Au printemps, les bois du cerf recommencent à pousser. Pendant cette période, ils sont recouverts d'une fine peau duveteuse que l'on appelle le velours. Loin d'être un simple détail, ce tissu joue un rôle vital dans la fabrication des bois. Sans lui, pas de ramure, et donc pas de combats spectaculaires à l'automne.
Comprendre le velours, c'est comprendre tout le cycle qui prépare le grand rendez-vous de l'année : le brame.
Une peau vivante qui nourrit les bois
Le velours est une peau richement vascularisée. Autrement dit, il est parcouru par de nombreux vaisseaux sanguins qui apportent l'oxygène et les éléments nécessaires à la croissance. Pendant le printemps et l'été, les bois sont des organes vivants, chauds au toucher, et ils grandissent à une vitesse impressionnante.
Pendant cette phase, les bois sont fragiles. Le cerf les protège en évitant les chocs, car une ramure encore tendre se déforme facilement. Le velours agit comme une enveloppe protectrice autant que comme un réseau nourricier.

Voici, en résumé, ce que fait le velours pendant la croissance :
- Il apporte le sang et les nutriments qui font grandir l'os.
- Il recouvre et protège la ramure encore tendre.
- Il accompagne la mise en forme des pointes et des empaumures.
- Il maintient les bois vivants jusqu'à leur durcissement complet.
Quand le velours sèche et tombe
À la fin de l'été, les bois ont atteint leur taille définitive. L'os durcit, la circulation du sang s'arrête, et le velours n'a plus de raison d'être. Il se dessèche alors et commence à se détacher.
Le cerf accélère ce processus en frottant ses bois contre les arbres et les arbustes. On parle de frottis. Ces frottements arrachent les derniers lambeaux de velours et révèlent l'os nu, souvent teinté par la sève et l'écorce. C'est l'un des signes qui annoncent l'approche du brame.
Si vous apprenez à reconnaître les indices laissés en forêt, les frottis sur les troncs sont parmi les plus parlants. Ils marquent le passage d'un animal qui se prépare pour la saison la plus intense de son année.
Des bois, jamais des cornes
On confond souvent les bois et les cornes, mais ce sont deux choses bien différentes. Le cerf porte des bois, et il n'a jamais de cornes.
Les bois sont faits d'os. Ils sont caducs, ce qui signifie qu'ils tombent puis repoussent chaque année. Chez le cerf, seuls les mâles en portent. Ce sont eux que le velours nourrit pendant la croissance.

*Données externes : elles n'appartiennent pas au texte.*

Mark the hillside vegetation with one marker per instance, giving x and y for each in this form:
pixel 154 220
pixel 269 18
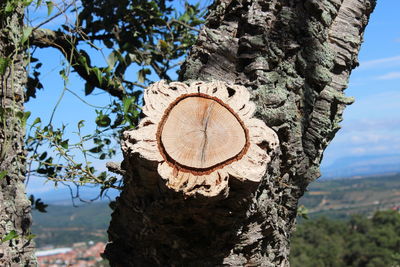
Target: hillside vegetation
pixel 352 222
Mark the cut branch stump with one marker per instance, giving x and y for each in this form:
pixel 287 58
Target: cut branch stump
pixel 201 135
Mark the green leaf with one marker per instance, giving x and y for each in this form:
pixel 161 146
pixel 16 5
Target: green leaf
pixel 50 6
pixel 31 236
pixel 142 74
pixel 88 88
pixel 36 121
pixel 81 124
pixel 43 156
pixel 4 63
pixel 38 3
pixel 112 59
pixel 98 73
pixel 9 7
pixel 25 34
pixel 64 144
pixel 127 102
pixel 3 174
pixel 9 236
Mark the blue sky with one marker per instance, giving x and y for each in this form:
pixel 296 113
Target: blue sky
pixel 371 126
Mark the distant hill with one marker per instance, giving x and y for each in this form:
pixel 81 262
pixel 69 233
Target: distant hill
pixel 340 198
pixel 64 224
pixel 362 166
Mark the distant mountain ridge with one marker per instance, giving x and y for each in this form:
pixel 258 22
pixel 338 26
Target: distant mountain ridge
pixel 348 167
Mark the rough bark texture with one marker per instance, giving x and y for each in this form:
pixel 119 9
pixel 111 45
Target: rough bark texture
pixel 14 206
pixel 296 57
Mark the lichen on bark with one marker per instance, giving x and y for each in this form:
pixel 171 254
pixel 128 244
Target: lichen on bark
pixel 295 57
pixel 15 217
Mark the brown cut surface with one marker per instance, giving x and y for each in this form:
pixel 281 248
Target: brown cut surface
pixel 199 132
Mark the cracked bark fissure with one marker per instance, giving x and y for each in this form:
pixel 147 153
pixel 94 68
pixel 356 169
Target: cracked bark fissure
pixel 295 57
pixel 206 117
pixel 14 206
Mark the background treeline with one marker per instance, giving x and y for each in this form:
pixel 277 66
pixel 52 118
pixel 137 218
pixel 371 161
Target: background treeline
pixel 331 237
pixel 359 241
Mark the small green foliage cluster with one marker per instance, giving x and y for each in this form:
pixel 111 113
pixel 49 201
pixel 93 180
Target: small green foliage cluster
pixel 359 241
pixel 150 37
pixel 58 163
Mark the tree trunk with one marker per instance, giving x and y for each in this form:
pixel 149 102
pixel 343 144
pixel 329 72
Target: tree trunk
pixel 16 247
pixel 295 57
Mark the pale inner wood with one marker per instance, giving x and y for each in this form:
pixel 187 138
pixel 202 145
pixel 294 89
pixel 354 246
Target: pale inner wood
pixel 200 133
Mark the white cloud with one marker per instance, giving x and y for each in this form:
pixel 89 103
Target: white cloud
pixel 389 76
pixel 379 62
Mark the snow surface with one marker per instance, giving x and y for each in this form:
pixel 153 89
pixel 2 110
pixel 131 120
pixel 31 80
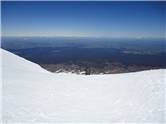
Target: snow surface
pixel 31 94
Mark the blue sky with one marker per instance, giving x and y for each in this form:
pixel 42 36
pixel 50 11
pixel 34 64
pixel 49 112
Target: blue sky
pixel 91 19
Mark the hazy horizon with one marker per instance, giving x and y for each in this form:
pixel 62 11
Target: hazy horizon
pixel 107 19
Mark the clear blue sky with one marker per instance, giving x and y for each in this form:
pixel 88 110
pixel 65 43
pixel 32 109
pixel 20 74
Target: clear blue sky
pixel 98 19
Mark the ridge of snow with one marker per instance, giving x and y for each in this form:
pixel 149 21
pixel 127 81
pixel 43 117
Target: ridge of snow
pixel 31 94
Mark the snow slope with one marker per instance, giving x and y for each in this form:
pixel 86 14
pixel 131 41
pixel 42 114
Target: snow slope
pixel 31 94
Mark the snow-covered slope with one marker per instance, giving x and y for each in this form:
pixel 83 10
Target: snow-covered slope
pixel 31 94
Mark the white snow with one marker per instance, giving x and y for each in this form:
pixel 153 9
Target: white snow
pixel 31 94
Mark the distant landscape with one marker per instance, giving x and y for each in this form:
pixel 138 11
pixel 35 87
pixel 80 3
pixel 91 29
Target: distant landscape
pixel 88 55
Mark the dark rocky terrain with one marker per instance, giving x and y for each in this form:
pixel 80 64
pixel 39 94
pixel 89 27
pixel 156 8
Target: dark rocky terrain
pixel 107 68
pixel 89 55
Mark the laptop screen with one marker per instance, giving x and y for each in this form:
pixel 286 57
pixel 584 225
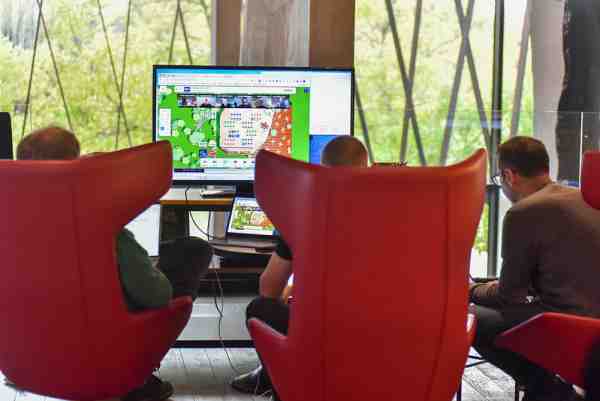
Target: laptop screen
pixel 146 229
pixel 247 218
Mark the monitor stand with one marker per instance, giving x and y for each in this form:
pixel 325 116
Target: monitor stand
pixel 218 191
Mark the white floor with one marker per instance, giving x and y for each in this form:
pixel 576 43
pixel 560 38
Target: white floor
pixel 204 374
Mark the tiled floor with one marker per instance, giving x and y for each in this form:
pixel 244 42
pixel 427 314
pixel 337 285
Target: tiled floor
pixel 204 374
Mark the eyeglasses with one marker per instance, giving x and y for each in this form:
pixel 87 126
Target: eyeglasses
pixel 497 179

Les cornes, elles, sont faites de kératine, la même matière que nos ongles. Elles sont permanentes et grandissent toute la vie de l'animal. On les trouve par exemple chez les bovins ou les chèvres. Cette distinction est essentielle pour bien comprendre la biologie du cerf et pour ne pas le confondre avec d'autres animaux.
La biche, de son côté, ne porte ni bois ni cornes. Cette absence est l'un des moyens les plus simples de distinguer les femelles des mâles dans une harde.
Un cycle entièrement tourné vers le brame
Tout ce travail de croissance a un but. Des bois neufs et solides sont indispensables au cerf pour s'imposer face à ses rivaux. Plus une ramure est imposante, plus elle impressionne et plus elle peut servir lors des affrontements.
Le velours du printemps, le durcissement de l'été et la chute du velours à la fin de la belle saison forment donc une longue préparation. Quand arrive l'automne, le cerf est prêt, ses bois sont nus et résistants.
Pour comprendre comment cette mise au point débouche sur les concerts de la forêt, vous pouvez découvrir la période du brame et ses dates. Et si vous vous demandez à quoi servent vraiment tous ces efforts, la page pourquoi le cerf brame apporte un éclairage complémentaire.
Le velours n'est donc pas un détail anecdotique. C'est l'outil discret qui, chaque année, permet au cerf de reconstruire son arme et son ornement, juste à temps pour la saison des amours.